630–32 And say that I shall be . . . . in Galylé. See Mark 14:28.
635–36 Fro thay here that message / Thay will be all mery. That is, they will all be merry from the moment that they hear that message. Jesus withdraws either during or immediately following these lines, the rest of Mary Magdalene’s speech being addressed to the audience.
642–59 Mi blys . . . . youre mys. The three final stanzas of the play are in the regular 6-line stanzas borrowed from York, and may well derive from the original play; the extant York pageant that dramatizes the appearance to Mary Magdalene (in 8-line stanzas) ends with a speech by Jesus that is similar in content to his final speech in this play (lines 623–32). The final word here, “mys,” typically alliterated with “amende,” can in this context refer to wrongs and misdeeds (that is, what is amiss) or to any sort of loss or disadvantage (what is missing) and so serves as a general blessing directed at the audience.
Play 23, THE RESURRECTION: TEXTUAL NOTES
ABBREVIATIONS: EP: The Towneley Plays, ed. England and Pollard (EETS, 1897); Facs: The Towneley Cycle: A Facsimile of Huntington MS HM 1, ed. Cawley and Stevens; MED: Middle English Dictionary; MS: Huntington MS HM 1 (base text); SC: The Towneley Plays, ed. Stevens and Cawley (EETS, 1994); s.d.: stage direction; Surtees: The Towneley Mysteries, ed. Raine; York: The York Corpus Christi Plays, ed. Davidson (2011).
1–2 Peasse I warne . . . els go sytt. MS: the first two lines are written in a formal variant of the main Anglicana hand.
4 mekill. So EP, SC. MS is missing most of this word, the line having been written in the cropped margin; the final word of the line is written below the rest.
72 What.
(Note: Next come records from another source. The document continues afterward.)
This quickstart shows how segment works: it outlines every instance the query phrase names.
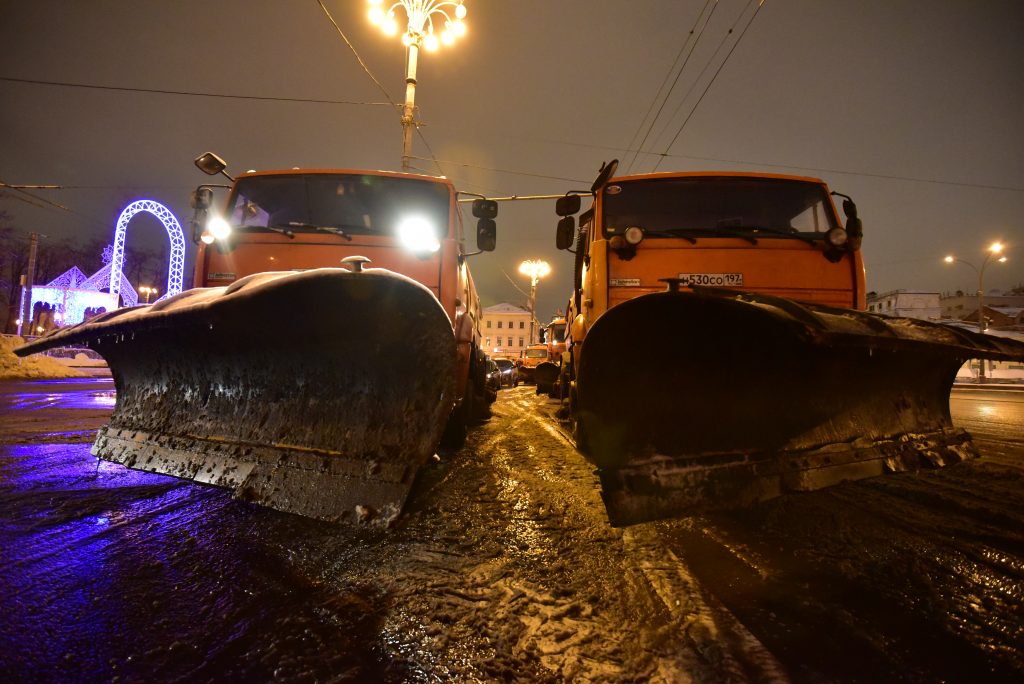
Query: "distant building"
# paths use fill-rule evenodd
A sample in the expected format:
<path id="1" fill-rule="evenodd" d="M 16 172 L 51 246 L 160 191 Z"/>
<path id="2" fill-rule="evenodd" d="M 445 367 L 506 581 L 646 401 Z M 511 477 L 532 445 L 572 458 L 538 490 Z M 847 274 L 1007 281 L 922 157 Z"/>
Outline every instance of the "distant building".
<path id="1" fill-rule="evenodd" d="M 956 292 L 943 294 L 939 300 L 943 318 L 956 318 L 966 321 L 969 318 L 978 320 L 978 293 Z M 1024 308 L 1024 295 L 1003 294 L 999 290 L 985 293 L 985 308 L 992 307 L 1019 309 Z M 986 314 L 987 315 L 987 314 Z"/>
<path id="2" fill-rule="evenodd" d="M 507 302 L 488 306 L 480 320 L 480 333 L 490 356 L 518 358 L 530 344 L 530 312 Z"/>
<path id="3" fill-rule="evenodd" d="M 868 311 L 919 318 L 925 321 L 937 321 L 941 317 L 938 292 L 919 292 L 917 290 L 892 290 L 878 294 L 868 293 Z"/>
<path id="4" fill-rule="evenodd" d="M 977 325 L 977 305 L 975 305 L 974 311 L 969 313 L 963 320 Z M 985 327 L 998 330 L 1024 330 L 1024 308 L 1018 306 L 989 306 L 986 299 Z"/>

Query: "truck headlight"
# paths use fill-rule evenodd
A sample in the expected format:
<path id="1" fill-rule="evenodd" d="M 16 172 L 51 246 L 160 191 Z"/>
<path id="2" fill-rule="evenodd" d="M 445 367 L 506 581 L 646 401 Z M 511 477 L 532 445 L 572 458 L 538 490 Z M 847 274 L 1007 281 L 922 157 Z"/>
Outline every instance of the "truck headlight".
<path id="1" fill-rule="evenodd" d="M 411 252 L 429 254 L 441 249 L 433 224 L 422 216 L 409 216 L 398 224 L 398 239 Z"/>
<path id="2" fill-rule="evenodd" d="M 847 235 L 846 231 L 838 226 L 825 233 L 825 240 L 836 249 L 845 245 L 848 239 L 849 235 Z"/>
<path id="3" fill-rule="evenodd" d="M 623 235 L 626 238 L 626 242 L 635 247 L 636 245 L 639 245 L 641 241 L 643 241 L 644 229 L 641 228 L 640 226 L 630 226 L 629 228 L 626 229 L 626 232 L 623 233 Z"/>
<path id="4" fill-rule="evenodd" d="M 206 223 L 206 231 L 217 240 L 226 240 L 231 235 L 231 225 L 223 216 L 212 216 Z"/>

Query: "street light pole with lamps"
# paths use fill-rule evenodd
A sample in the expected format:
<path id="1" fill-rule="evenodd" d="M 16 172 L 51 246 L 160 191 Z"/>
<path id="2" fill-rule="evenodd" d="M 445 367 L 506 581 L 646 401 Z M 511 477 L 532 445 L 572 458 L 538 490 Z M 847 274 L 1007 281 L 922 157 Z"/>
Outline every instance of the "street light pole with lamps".
<path id="1" fill-rule="evenodd" d="M 527 259 L 519 264 L 519 272 L 530 278 L 530 344 L 534 344 L 537 323 L 537 283 L 551 273 L 551 266 L 540 259 Z"/>
<path id="2" fill-rule="evenodd" d="M 156 291 L 157 290 L 156 290 L 155 287 L 150 287 L 149 285 L 140 285 L 139 286 L 139 292 L 144 294 L 144 295 L 146 295 L 146 301 L 145 301 L 146 304 L 149 304 L 150 296 L 151 295 L 155 295 Z"/>
<path id="3" fill-rule="evenodd" d="M 412 134 L 416 127 L 416 65 L 420 48 L 433 52 L 442 44 L 451 45 L 466 33 L 466 6 L 462 0 L 398 0 L 384 9 L 383 0 L 369 0 L 370 21 L 386 35 L 398 33 L 395 10 L 405 10 L 406 28 L 402 43 L 406 47 L 405 106 L 402 109 L 402 171 L 411 169 Z M 451 12 L 451 14 L 449 14 Z M 434 20 L 444 20 L 440 36 L 434 32 Z"/>
<path id="4" fill-rule="evenodd" d="M 1000 254 L 1003 251 L 1003 245 L 1000 242 L 993 242 L 989 245 L 988 253 L 985 255 L 985 260 L 981 262 L 981 268 L 978 268 L 969 261 L 964 259 L 958 259 L 952 254 L 946 257 L 946 263 L 958 263 L 970 266 L 974 269 L 974 272 L 978 274 L 978 332 L 984 333 L 986 329 L 985 325 L 985 268 L 988 266 L 989 259 L 995 254 Z M 996 261 L 999 263 L 1006 263 L 1006 257 L 1001 256 Z M 985 380 L 985 362 L 978 362 L 978 383 L 980 384 Z"/>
MS: tha is crossed out before this word.
80 you. MS: uncancelled g before this word, likely anticipating the following word (grace).
154 as now he redys. So SC, following York 38.123. MS: as now redys.
186 thre. So EP. MS: iij.
190 shall ordan if. MS: shall if. SC emend to shall ordayne if, following York 38.159 (a spelling not otherwise found in Towneley; see for example line 184).
204 For if thei do. MS: For if ther do; compare York 38.173: For and thei do.
228 thre. So EP, MS: iij.
292 fyve. So EP, MS: v.
294 seven. SC: vii. MS: ix. Emendation is necessary for rhyme, and supported by at least one lyrical source (see SC, p. 606n294) although the total number of wounds given in different texts varies wildly.
345–50 That ilk veray . . . . shall he never. MS: this stanza has been crossed out in red; see Explanatory Note.
449 Is he. So SC, following York 38.291. MS: he is.
453 Soldier 3 (speech heading). MS: the speech heading gives the M in Miles an extra minim but no i (as is the case for the speech heading at line 483).
485 say. So SC, following York 38.326. MS: assay.
517 wakyng. So SC, following York 38.358. MS: walkyng.
563 Ten thowsand. So EP. MS: X ml.
569 Ten thowsand pounds. So EP. MS: X ml li.
637 This Lord was slayn, alas forthy. MS: in the upper right hand corner above this line a later hand has written al and the beginnings of a third letter, likely a.